Frobenius Revivals in Laplacian Cellular Automata: Chaos, Replication, and Reversible Encoding (2511.17389v1)

Abstract: We investigate Frobenius-driven revivals in prime-modulus Laplacian cellular automata, a phenomenon in which long chaotic transients collapse into exact, multi-tile replicas of an initial seed at algebraically prescribed times $t=p^m$. The mechanism follows directly from the Frobenius identity $(I+B)^{p^m}=I+B^{p^m}$, which eliminates all mixed binomial terms and enforces deterministic reappearance of the seed after dispersion. We provide a detailed numerical and analytical characterisation of these revivals across several moduli, examining entropy dynamics, spatial organisation, and local stability under perturbations.
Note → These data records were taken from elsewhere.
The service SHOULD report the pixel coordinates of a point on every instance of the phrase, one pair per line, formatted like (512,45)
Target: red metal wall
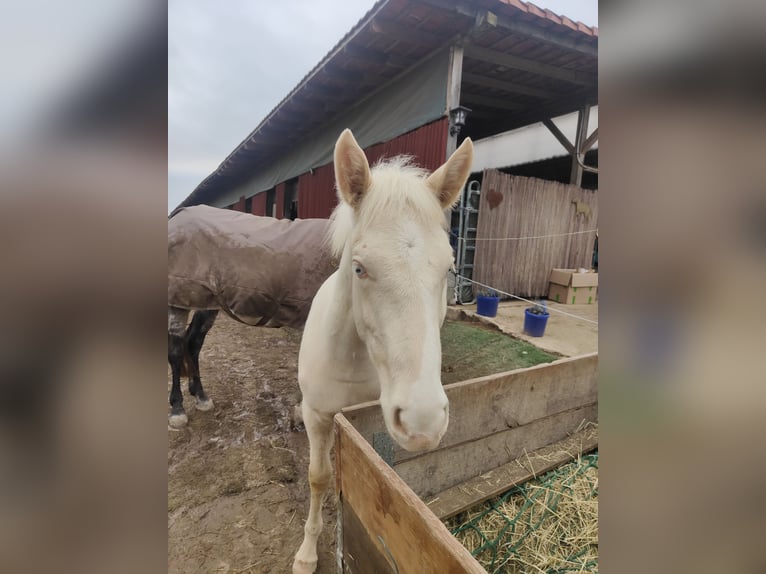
(427,144)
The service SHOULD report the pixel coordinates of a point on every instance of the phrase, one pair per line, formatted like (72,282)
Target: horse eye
(360,271)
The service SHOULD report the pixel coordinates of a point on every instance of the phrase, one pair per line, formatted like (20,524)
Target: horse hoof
(301,567)
(203,405)
(178,421)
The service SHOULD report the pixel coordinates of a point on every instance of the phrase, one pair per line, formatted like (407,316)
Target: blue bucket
(487,306)
(534,325)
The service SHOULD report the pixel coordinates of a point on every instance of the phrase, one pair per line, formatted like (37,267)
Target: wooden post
(578,156)
(454,78)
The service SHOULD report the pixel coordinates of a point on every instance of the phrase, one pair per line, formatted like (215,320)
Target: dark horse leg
(176,354)
(201,323)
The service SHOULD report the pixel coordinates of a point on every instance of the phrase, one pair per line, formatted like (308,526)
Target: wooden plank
(395,519)
(476,490)
(482,54)
(506,86)
(505,400)
(360,554)
(489,101)
(403,33)
(583,116)
(439,470)
(551,35)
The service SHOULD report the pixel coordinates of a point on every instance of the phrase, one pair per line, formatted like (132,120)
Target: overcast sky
(230,63)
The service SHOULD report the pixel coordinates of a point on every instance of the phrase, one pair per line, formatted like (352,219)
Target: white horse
(373,328)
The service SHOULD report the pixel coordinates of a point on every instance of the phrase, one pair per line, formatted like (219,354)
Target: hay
(549,524)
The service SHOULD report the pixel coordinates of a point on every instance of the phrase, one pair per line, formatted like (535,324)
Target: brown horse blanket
(259,270)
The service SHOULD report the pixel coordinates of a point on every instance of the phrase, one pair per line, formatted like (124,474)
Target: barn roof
(520,60)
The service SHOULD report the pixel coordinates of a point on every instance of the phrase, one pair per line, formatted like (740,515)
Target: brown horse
(259,270)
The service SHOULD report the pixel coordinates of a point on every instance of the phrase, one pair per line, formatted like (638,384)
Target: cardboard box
(573,288)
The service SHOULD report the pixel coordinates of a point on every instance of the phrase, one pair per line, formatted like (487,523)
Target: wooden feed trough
(503,430)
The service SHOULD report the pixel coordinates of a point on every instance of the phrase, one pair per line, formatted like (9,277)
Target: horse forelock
(397,186)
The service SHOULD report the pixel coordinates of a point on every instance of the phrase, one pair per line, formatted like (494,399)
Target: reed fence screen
(528,226)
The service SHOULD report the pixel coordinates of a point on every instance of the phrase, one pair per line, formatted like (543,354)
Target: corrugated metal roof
(521,62)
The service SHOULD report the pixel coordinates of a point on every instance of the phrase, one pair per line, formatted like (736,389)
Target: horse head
(396,254)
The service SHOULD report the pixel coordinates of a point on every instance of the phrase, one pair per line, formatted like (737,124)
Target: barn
(417,77)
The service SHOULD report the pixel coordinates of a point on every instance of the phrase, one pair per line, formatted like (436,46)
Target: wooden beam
(403,33)
(590,141)
(552,33)
(396,521)
(492,102)
(575,176)
(333,70)
(559,136)
(369,56)
(477,489)
(506,86)
(510,61)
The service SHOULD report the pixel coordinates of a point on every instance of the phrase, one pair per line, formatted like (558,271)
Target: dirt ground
(564,335)
(237,475)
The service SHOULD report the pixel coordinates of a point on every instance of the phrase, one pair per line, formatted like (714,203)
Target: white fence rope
(461,277)
(533,236)
(524,238)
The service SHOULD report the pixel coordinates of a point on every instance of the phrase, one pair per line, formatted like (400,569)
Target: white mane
(397,185)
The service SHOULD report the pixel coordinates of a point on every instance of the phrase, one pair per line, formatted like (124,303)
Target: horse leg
(202,321)
(319,428)
(176,352)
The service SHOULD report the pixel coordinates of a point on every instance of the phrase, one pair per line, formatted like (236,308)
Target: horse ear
(352,171)
(447,182)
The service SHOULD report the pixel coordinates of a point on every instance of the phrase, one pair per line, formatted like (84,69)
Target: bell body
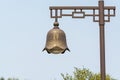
(56,41)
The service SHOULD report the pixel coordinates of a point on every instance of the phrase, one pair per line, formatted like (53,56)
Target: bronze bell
(56,41)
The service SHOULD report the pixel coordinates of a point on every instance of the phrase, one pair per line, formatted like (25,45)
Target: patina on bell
(56,41)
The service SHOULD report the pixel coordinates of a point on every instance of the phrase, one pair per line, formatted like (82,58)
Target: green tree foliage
(84,74)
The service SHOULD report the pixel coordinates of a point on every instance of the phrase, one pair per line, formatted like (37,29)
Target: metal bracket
(82,12)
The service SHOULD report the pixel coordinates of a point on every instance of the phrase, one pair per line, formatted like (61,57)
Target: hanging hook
(56,24)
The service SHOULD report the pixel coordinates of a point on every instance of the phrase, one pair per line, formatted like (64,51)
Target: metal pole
(102,40)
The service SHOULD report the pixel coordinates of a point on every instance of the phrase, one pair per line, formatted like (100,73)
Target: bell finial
(56,24)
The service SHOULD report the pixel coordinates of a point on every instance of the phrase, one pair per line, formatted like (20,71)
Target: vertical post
(102,40)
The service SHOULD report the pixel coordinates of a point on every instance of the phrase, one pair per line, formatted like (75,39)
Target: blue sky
(23,28)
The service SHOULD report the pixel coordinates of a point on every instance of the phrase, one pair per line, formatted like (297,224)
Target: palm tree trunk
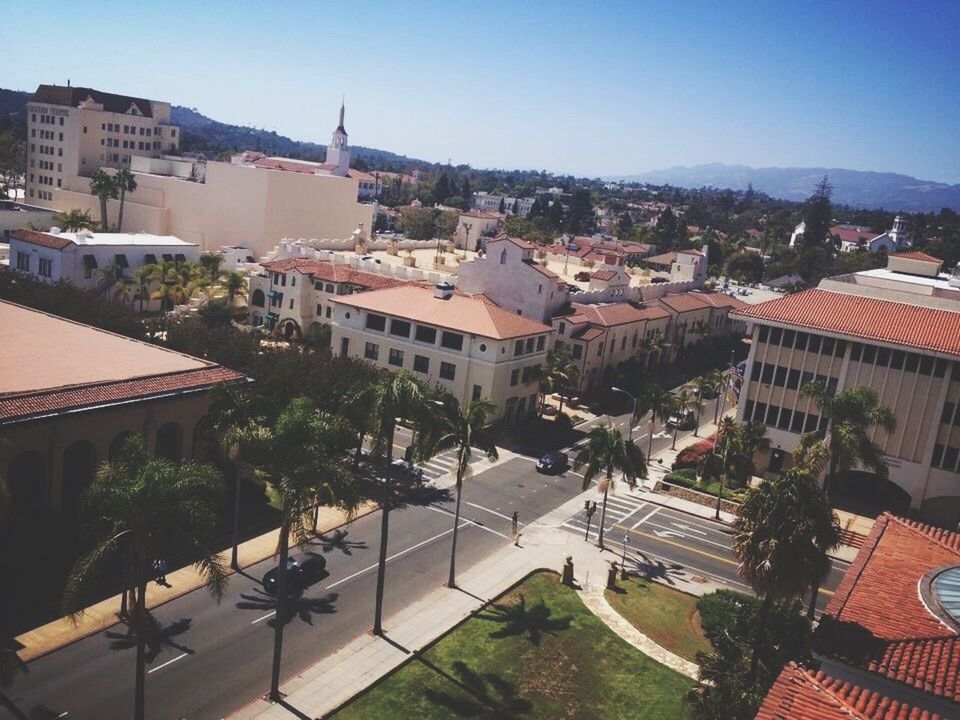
(603,515)
(14,710)
(279,618)
(384,530)
(758,638)
(452,580)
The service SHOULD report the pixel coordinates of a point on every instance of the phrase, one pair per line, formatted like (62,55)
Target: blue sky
(587,88)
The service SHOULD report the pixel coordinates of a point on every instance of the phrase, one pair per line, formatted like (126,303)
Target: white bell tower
(338,152)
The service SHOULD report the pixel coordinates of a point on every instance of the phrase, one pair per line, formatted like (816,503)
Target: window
(451,341)
(376,322)
(448,371)
(426,334)
(400,328)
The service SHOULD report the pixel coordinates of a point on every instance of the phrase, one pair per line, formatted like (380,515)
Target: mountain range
(856,188)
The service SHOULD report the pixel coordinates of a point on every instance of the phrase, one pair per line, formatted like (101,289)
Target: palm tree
(143,508)
(105,187)
(781,537)
(660,403)
(851,415)
(398,396)
(302,455)
(74,220)
(607,452)
(463,430)
(126,182)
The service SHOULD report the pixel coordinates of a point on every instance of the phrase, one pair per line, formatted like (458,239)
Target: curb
(177,596)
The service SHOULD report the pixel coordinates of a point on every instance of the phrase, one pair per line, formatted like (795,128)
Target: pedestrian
(160,568)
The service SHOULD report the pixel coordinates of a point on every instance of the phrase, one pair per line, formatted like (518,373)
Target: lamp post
(590,508)
(633,412)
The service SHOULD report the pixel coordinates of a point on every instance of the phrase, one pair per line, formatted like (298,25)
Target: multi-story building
(462,343)
(73,132)
(896,330)
(80,257)
(293,294)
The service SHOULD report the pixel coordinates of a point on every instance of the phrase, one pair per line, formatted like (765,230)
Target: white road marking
(161,667)
(645,518)
(392,557)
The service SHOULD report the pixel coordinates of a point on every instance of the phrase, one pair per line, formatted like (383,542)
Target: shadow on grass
(485,695)
(518,620)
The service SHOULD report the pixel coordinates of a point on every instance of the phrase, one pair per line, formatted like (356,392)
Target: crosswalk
(624,508)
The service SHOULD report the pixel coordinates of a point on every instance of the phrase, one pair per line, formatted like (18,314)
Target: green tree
(74,220)
(392,398)
(105,187)
(141,508)
(126,182)
(781,538)
(607,452)
(464,430)
(302,455)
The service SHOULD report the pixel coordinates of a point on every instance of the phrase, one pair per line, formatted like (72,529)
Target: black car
(553,461)
(301,574)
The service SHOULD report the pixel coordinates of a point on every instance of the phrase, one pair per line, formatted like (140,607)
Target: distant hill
(856,188)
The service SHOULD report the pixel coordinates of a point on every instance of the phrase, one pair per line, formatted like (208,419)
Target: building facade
(895,330)
(73,132)
(463,344)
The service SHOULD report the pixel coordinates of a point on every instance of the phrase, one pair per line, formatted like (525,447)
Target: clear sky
(590,88)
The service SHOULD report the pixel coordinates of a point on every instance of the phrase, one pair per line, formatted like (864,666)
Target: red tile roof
(877,618)
(917,255)
(863,317)
(35,237)
(800,694)
(24,406)
(330,272)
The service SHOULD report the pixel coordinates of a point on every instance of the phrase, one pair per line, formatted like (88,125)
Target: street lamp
(590,508)
(633,412)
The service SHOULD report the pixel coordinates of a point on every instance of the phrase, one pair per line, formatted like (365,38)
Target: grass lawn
(536,653)
(668,617)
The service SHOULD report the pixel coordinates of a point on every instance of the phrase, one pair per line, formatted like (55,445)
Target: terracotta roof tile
(863,317)
(474,314)
(35,237)
(800,694)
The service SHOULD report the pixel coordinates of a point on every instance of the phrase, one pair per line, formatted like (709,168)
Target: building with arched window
(70,394)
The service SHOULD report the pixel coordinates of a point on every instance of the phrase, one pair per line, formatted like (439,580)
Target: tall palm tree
(465,430)
(302,454)
(105,187)
(851,416)
(126,182)
(607,452)
(74,220)
(660,403)
(395,397)
(142,508)
(781,538)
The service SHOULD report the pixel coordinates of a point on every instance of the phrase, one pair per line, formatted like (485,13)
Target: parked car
(553,461)
(301,573)
(684,420)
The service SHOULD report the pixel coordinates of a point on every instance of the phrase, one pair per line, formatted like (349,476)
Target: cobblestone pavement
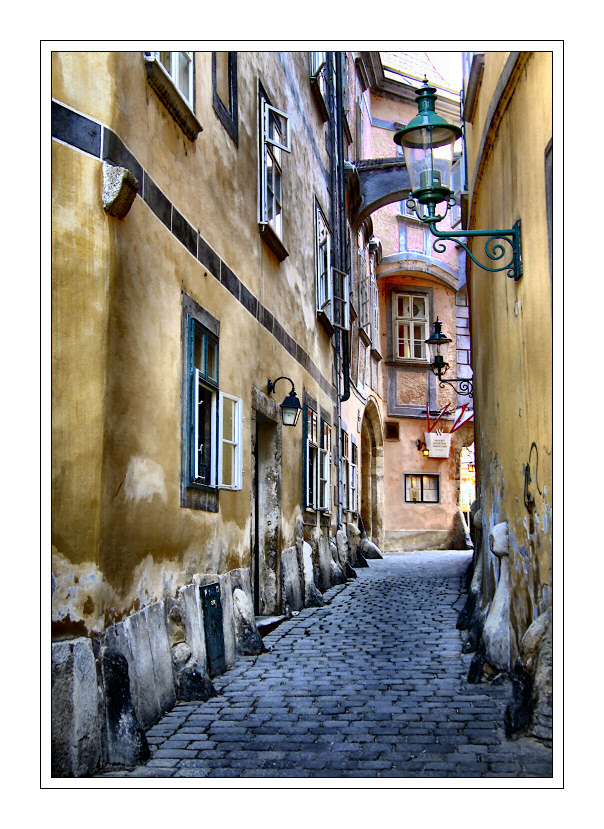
(371,685)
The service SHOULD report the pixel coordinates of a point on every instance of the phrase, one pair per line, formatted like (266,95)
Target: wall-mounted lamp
(290,408)
(428,142)
(438,347)
(421,447)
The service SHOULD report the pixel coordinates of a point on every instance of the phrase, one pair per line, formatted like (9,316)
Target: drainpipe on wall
(343,335)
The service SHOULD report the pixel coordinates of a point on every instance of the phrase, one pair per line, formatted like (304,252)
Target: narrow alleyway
(373,684)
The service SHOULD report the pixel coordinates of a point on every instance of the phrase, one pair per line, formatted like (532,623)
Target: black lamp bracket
(272,383)
(463,385)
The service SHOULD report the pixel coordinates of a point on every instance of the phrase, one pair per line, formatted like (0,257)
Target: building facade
(508,128)
(406,285)
(214,252)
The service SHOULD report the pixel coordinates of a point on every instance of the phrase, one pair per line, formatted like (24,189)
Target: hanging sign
(438,444)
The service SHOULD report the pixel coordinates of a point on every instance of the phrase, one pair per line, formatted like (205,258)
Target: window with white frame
(172,76)
(215,418)
(364,288)
(410,318)
(345,469)
(179,67)
(422,489)
(341,299)
(323,266)
(224,91)
(318,79)
(353,471)
(375,305)
(275,139)
(229,457)
(311,456)
(324,471)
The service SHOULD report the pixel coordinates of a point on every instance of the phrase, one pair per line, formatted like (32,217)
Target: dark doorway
(266,515)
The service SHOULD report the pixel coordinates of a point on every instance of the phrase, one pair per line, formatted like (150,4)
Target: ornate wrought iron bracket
(464,386)
(500,244)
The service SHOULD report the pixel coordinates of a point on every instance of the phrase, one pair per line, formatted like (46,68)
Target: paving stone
(354,689)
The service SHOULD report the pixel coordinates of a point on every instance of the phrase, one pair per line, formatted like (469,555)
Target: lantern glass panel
(441,349)
(429,157)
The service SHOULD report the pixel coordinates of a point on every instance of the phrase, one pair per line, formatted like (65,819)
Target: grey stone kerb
(375,183)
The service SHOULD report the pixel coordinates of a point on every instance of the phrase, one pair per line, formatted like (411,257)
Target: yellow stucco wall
(512,326)
(121,538)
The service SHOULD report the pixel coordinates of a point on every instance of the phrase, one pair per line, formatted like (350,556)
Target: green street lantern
(428,142)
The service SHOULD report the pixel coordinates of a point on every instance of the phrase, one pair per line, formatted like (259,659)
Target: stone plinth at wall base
(413,540)
(77,728)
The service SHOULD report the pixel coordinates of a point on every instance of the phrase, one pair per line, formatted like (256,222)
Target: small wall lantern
(438,348)
(421,447)
(428,142)
(290,408)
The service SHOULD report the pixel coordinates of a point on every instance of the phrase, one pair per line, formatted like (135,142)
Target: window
(410,313)
(215,418)
(229,467)
(353,487)
(375,307)
(341,299)
(323,266)
(422,489)
(318,81)
(369,319)
(364,292)
(224,91)
(172,76)
(392,430)
(179,67)
(275,139)
(325,467)
(345,469)
(333,285)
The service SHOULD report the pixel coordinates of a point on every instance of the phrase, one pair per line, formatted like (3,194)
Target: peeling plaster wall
(512,331)
(121,538)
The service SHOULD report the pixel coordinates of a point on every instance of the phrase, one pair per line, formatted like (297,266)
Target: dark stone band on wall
(89,136)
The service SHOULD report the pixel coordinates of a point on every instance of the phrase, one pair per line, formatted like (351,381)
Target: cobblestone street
(371,685)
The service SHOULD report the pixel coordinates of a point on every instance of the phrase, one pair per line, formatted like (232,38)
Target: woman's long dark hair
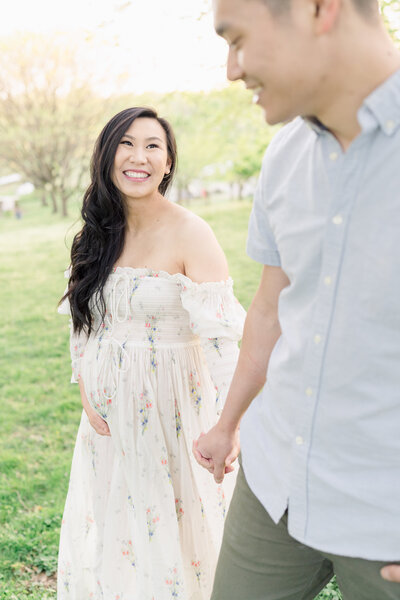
(99,244)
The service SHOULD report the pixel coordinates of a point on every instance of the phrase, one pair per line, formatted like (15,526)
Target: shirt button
(390,126)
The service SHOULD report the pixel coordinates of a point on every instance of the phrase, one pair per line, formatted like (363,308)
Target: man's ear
(326,13)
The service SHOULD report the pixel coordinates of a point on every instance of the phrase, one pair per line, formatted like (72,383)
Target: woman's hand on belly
(99,425)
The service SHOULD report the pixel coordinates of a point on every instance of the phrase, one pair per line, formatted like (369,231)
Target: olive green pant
(259,560)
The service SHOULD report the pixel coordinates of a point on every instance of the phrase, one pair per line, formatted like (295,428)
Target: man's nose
(234,70)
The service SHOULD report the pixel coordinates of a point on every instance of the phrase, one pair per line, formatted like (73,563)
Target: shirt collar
(383,103)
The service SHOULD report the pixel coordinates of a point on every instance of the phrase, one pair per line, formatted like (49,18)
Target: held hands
(217,450)
(391,573)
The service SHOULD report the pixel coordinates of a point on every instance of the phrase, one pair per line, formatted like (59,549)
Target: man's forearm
(261,332)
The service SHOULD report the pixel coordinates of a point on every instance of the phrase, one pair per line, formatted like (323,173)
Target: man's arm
(220,446)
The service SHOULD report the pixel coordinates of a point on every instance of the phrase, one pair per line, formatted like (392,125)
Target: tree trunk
(64,205)
(240,190)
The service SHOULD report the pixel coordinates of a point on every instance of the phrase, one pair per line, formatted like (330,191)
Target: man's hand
(391,573)
(217,450)
(99,425)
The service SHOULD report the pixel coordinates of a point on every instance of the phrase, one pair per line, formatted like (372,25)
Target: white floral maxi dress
(142,520)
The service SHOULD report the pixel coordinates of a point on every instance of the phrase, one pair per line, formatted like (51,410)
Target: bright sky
(160,45)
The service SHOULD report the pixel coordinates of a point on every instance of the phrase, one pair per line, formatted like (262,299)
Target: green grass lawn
(40,409)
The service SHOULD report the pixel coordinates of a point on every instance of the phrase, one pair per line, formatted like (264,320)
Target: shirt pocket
(380,277)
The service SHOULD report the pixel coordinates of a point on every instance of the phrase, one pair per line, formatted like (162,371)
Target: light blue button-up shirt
(323,437)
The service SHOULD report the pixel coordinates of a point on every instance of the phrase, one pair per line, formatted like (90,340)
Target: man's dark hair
(279,7)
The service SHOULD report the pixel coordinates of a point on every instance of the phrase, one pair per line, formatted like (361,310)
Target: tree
(48,115)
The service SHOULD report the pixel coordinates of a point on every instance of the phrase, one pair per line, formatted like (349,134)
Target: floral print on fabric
(142,520)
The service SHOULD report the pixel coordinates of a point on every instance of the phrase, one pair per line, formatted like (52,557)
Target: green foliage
(40,410)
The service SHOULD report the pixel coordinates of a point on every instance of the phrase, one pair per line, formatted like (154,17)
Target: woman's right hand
(99,425)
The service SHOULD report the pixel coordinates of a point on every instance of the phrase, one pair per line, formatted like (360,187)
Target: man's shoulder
(291,138)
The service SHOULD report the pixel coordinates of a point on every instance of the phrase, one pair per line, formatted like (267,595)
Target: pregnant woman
(154,331)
The revival structure yields several useful features: predictable transitions between chaotic and ordered phases, intrinsic spatial redundancy, and robust reconstruction via replica consensus in the presence of weak additive noise. We further show that composing Laplacian operators modulo multiple primes generates significantly extended periodic orbits while preserving exact reversibility. Building on these observations, we propose an explicit reversible encoding scheme based on chaotic transients and Frobenius returns, together with practical separation conditions and noise-tolerance estimates. Potential applications include reversible steganography, structured pseudorandomness, error-tolerant information representation, and procedural pattern synthesis. The results highlight an interplay between algebraic combinatorics and cellular-automaton dynamics, suggesting further avenues for theoretical and applied development.